Sonntag, 19. Februar 2023

Subtiler als das Feinste und größer als das Größte...

Gedanke für den Tag aus Prasanthi Nilayam

vom 16. Februar 2023

Jeder Mensch verehrt eine bestimmte Gestalt, je nach seinen Vorlieben.
Manche Menschen verehren Rama,
weil sie von Ramas Namen und seiner Gestalt angezogen werden.

Es ist der Finger, der auf eine Blume zeigt.
Genauso weisen Götzenbilder auf die Göttlichkeit hin.
Daher kann die Götzenverehrung nicht als töricht angesehen werden.

Vernachlässigt niemals Götzenbilder, nur weil sie träge sind.
Selbst in trägen Objekten gibt es Chaitanya (Bewusstsein).
Anoraniyan Mahato Mahiyan (Brahman ist subtiler
als das Feinste und größer als das Größte).
Dieses Bewusstsein ist im Kleinsten bis zum Größten vorhanden.

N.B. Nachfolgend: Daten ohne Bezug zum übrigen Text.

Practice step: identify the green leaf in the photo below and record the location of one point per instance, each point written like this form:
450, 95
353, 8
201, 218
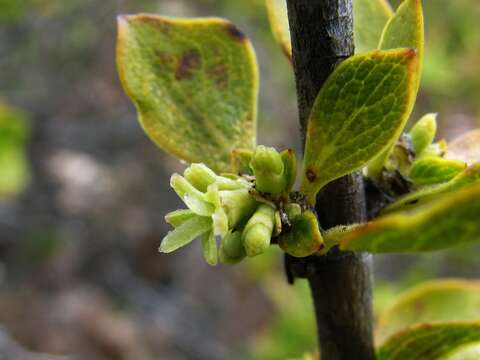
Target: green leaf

Aus eurer Sicht mag ein Objekt träge erscheinen,
aber aus der Sicht der Veden ist alles Chaitanya.
Es ist töricht, die Existenz von Chaitanya zu übersehen.

Man mag sich fragen:
Wenn Chaitanya allgegenwärtig ist,
warum ist es dann nicht mit bloßem Auge sichtbar?

Ihr seid euch alle der Tatsache bewusst,
dass in jedem Tropfen Milch Butter enthalten ist.
Könnt ihr ihre Existenz leugnen, nur weil sie mit dem bloßen Auge nicht sichtbar ist?
Um Butter zu gewinnen, muss die Milch gerinnen und dann gemolken werden.